Surgery, Gastroenterology and Oncology

Background: Rectal cancer is a common malignancy worldwide. Management of rectal cancer is multimodal. Preoperative chemoradiotherapy, particularly for low rectal cancer, plays an important role in downstaging and facilitating surgery. Objective: This study aimed to evaluate the outcomes of preoperative chemoradiotherapy in patients with low rectal

cancer at Hanoi Medical University Hospital.

Materials and Methods: A retrospective study of 56 patients with low rectal cancer who received preoperative chemoradiotherapy at Hanoi Medical University Hospital from January 2021 to June 2023.

Results: The mean age was 57.62±10.02 years, with a male-to-female ratio of 1.67:1. Rullier type I low rectal cancer had the highest proportion, at 69.4%. Before radiotherapy, tumors were predominantly stage II and III in 14.3% and 83.9% of cases, respectively; after radiotherapy, there was a marked shift to stages I and II with rates of 26.8% and 25.0%, respectively. T-stage downstaging occurred in 53.6% and nodal (N) downstaging in 58.9%. The mean tumor size decreased from 37.0±17.36 mm before radiotherapy to 25.3±14.08 mm after radiotherapy (the tumor size reduction rate was 89.3%). Regarding pathological response, 19.6% of patients achieved pCR (TRG=4) and 32.1% had a good response (TRG 3-4). On imaging, 35.7% (mrTRG 1-2) showed substantial tumor regression.

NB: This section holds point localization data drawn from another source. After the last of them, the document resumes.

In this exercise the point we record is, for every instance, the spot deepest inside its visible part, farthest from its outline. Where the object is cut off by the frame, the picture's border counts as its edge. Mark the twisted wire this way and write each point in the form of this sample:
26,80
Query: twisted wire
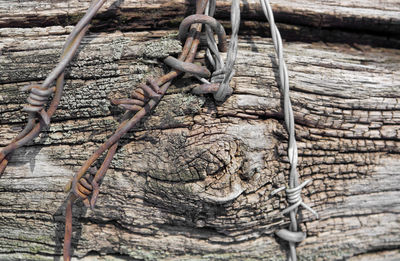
293,193
223,72
38,117
84,185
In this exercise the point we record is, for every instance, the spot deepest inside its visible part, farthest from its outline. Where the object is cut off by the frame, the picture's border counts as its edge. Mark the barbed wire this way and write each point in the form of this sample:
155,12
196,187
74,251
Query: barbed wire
293,192
38,117
223,72
86,182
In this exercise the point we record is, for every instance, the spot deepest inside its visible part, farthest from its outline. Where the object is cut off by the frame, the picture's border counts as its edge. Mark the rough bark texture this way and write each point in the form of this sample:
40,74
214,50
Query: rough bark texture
193,181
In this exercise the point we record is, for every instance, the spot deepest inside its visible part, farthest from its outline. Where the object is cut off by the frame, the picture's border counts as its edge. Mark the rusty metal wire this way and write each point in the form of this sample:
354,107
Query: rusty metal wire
85,184
38,117
223,73
292,235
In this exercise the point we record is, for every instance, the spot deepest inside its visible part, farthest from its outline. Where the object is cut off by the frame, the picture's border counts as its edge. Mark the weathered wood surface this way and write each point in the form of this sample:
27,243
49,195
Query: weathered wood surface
192,182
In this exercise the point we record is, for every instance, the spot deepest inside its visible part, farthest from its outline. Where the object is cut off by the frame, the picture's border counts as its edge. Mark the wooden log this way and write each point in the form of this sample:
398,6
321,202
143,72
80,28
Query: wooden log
193,181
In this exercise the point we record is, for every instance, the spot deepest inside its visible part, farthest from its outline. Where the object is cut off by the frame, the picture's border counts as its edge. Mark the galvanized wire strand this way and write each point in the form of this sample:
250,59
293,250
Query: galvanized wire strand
85,184
293,193
223,72
228,70
39,94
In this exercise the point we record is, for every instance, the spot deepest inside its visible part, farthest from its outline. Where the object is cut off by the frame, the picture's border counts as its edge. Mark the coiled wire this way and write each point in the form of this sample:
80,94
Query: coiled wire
223,72
85,184
38,117
293,193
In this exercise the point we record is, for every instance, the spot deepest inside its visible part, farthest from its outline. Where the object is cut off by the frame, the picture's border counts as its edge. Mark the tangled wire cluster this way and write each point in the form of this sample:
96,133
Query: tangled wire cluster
85,184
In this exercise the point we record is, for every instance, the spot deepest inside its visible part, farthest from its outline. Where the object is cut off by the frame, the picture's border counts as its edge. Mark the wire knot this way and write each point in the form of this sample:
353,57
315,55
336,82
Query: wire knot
294,198
37,99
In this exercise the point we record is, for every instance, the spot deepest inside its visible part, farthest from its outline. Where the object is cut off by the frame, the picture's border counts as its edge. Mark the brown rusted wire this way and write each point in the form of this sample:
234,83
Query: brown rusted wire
38,117
142,101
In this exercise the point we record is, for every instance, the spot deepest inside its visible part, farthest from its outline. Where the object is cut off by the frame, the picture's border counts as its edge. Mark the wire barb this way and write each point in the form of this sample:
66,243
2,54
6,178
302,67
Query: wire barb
223,73
85,184
293,193
38,117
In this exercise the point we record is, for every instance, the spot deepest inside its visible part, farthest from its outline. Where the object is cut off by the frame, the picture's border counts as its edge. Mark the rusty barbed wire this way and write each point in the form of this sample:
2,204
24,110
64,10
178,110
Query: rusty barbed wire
38,117
85,184
293,193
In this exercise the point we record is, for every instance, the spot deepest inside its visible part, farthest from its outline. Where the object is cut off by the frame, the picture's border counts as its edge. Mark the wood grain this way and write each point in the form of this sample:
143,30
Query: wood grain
193,181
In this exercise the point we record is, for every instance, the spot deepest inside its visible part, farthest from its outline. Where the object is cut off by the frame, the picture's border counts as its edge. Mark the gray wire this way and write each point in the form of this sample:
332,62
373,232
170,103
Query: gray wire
66,58
223,73
294,190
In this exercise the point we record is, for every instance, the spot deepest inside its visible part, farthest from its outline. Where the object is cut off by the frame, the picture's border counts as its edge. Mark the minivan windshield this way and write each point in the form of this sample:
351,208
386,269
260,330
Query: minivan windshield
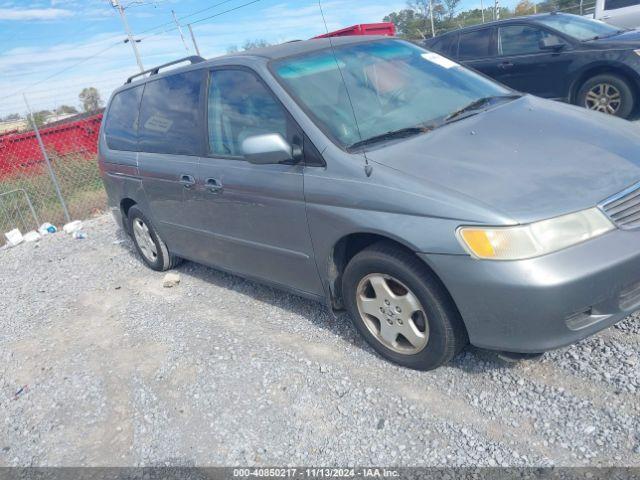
396,90
579,28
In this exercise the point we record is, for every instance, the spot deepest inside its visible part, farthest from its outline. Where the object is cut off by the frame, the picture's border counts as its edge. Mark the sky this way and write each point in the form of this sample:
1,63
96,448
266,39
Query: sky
51,49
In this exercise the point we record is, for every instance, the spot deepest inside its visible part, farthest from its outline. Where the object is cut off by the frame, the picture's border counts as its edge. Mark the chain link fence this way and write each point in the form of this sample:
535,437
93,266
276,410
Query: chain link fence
52,180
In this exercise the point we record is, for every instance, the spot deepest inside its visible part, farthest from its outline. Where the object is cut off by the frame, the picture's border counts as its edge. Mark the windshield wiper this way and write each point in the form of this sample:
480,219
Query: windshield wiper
392,135
476,106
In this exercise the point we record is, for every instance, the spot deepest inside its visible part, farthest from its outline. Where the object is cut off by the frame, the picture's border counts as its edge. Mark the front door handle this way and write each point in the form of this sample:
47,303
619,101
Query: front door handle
213,185
187,180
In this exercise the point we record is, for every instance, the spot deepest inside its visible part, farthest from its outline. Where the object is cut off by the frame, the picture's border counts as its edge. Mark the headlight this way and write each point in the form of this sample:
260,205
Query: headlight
539,238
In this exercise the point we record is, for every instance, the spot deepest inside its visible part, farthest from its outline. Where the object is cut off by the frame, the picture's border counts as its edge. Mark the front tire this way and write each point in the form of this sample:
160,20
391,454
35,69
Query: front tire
401,308
607,93
150,246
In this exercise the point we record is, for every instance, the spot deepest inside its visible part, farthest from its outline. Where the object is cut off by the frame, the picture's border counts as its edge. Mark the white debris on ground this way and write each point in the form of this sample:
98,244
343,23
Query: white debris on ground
170,280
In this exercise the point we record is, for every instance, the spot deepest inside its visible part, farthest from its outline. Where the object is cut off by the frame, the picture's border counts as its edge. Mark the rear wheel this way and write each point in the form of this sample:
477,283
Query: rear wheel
150,246
609,94
401,309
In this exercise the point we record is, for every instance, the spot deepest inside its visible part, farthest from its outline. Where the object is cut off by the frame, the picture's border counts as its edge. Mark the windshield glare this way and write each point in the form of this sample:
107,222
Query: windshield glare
391,84
578,27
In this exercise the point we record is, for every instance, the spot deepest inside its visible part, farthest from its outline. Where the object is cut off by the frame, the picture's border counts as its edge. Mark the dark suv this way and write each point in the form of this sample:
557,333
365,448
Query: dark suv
559,56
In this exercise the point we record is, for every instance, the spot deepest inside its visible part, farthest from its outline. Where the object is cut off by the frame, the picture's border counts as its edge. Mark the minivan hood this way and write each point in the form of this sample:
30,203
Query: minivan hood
528,159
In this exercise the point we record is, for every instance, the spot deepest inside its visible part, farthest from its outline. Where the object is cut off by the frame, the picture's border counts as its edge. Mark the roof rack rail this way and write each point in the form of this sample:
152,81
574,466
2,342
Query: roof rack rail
154,71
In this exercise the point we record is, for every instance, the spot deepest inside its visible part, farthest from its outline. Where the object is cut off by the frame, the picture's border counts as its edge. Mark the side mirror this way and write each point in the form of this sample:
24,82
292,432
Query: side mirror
267,149
551,43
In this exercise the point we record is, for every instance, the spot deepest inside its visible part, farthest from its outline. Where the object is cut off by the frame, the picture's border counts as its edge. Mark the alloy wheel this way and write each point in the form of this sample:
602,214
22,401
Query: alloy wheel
604,97
392,313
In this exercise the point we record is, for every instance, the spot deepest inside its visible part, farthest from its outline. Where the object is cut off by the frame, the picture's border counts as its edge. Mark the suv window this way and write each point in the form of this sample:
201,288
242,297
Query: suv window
170,119
521,39
447,45
241,106
121,126
615,4
475,44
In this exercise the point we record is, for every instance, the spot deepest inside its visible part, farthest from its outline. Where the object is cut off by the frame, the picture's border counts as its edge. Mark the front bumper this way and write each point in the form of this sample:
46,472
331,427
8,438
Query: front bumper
547,302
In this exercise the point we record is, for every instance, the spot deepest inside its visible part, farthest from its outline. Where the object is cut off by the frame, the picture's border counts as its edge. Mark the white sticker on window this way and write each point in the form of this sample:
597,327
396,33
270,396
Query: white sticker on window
439,60
157,123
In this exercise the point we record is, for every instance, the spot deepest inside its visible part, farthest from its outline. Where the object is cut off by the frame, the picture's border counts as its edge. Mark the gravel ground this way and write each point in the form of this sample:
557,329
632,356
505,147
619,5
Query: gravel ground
101,365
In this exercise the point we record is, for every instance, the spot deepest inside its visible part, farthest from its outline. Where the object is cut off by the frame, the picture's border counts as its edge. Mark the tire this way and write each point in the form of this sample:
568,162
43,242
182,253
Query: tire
153,251
609,87
439,321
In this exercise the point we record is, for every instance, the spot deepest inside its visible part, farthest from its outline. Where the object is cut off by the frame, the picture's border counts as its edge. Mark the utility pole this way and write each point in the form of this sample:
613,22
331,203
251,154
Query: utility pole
433,28
193,39
175,19
116,4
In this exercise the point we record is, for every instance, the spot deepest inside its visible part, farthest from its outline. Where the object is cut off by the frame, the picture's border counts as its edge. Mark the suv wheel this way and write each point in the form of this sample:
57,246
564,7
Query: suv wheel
607,94
148,243
401,309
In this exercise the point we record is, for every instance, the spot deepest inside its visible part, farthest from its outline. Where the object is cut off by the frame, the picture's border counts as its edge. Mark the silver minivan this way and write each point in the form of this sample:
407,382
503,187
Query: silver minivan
434,205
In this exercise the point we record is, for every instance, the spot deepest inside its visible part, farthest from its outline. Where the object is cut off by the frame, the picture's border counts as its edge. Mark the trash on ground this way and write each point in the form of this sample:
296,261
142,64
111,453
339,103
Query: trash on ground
14,237
170,280
31,236
21,390
47,228
72,226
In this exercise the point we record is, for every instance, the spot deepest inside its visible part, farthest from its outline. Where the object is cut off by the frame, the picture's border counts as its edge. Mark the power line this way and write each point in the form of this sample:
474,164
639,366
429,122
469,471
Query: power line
59,72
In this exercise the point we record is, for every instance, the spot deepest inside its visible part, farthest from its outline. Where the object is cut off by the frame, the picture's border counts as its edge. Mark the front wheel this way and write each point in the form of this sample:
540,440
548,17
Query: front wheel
401,308
607,93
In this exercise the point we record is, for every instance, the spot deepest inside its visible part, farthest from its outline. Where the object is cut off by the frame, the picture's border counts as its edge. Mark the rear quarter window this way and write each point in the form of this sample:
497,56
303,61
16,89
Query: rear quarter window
171,115
121,126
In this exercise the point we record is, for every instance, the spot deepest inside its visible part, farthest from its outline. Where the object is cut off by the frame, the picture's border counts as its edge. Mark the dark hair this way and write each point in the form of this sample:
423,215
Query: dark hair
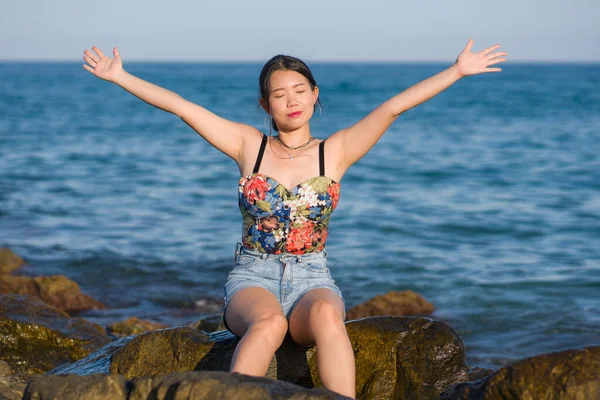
282,62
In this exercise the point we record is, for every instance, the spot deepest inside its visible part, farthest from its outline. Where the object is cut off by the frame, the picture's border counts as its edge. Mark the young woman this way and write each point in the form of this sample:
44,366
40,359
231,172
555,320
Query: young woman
289,187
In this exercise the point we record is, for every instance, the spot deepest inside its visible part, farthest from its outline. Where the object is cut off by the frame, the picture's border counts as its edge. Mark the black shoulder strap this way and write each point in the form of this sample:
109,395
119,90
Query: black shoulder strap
322,158
263,144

Conclusions: Preoperative chemoradiotherapy is an effective treatment and provides safe surgical outcomes for patients with locally advanced rectal cancer.

INTRODUCTION

Rectal cancer is among the most common gastro-intestinal malignancies and has shown a marked increase in recent years (1). At diagnosis, many patients present with locally advanced disease, with tumors invading the rectal wall or adjacent structures, limiting the possibility of curative resection and sphincter preservation (2). Optimizing treatment strategies - particularly low rectal cancer - to increase response rates, improve local control, and enhance survival outcomes is a key objective of contemporary multimodal therapy (3). Currently, neoadjuvant chemoradiotherapy has become the standard of care for locally advanced rectal cancer. The classical regimen is concurrent chemoradiotherapy (CCRT) with 5-fluorouracil (5-FU) orcapecitabine, which enables tumor downsizing, improves the likelihood of sphincter preservation, and reduces the rate of local recurrence (4). In recent years, multiple studies have demonstrated the advantages of the total neoadjuvant therapy (TNT) strategy - in which patients receive systemic chemotherapy before or after the radiotherapy phase, followed by surgery. Trials such as RAPIDO and PRODIGE-23 have shown that TNT significantly increases the rate of pathologic complete response (pCR), provides better control of micrometastatic disease, and tends to improve long-term survival (5,6). At Hanoi Medical University Hospital, during the early phase of managing locally advanced rectal cancer, most patients were treated with concurrent chemoradiotherapy. However, there is now a clear shift toward wider adoption of total neoadjuvant therapy (TNT). Accordingly, reassessing the real-world effectiveness of these two strategies in the Vietnamese setting is warranted to provide evidence for choosing the optimal treatment approach in routine clinical practice.

MATERIALS AND METHODS

Study Population

Patients with a confirmed diagnosis of low rectal cancer (JSCCR classification) who received preoperative (neoadjuvant) chemoradiotherapy followed by sphincter-preserving laparoscopic surgery at Hanoi Medical University Hospital between January 2021 and June 2023.

Inclusion criteria

• Confirmed low rectal cancer (JSCCR classification).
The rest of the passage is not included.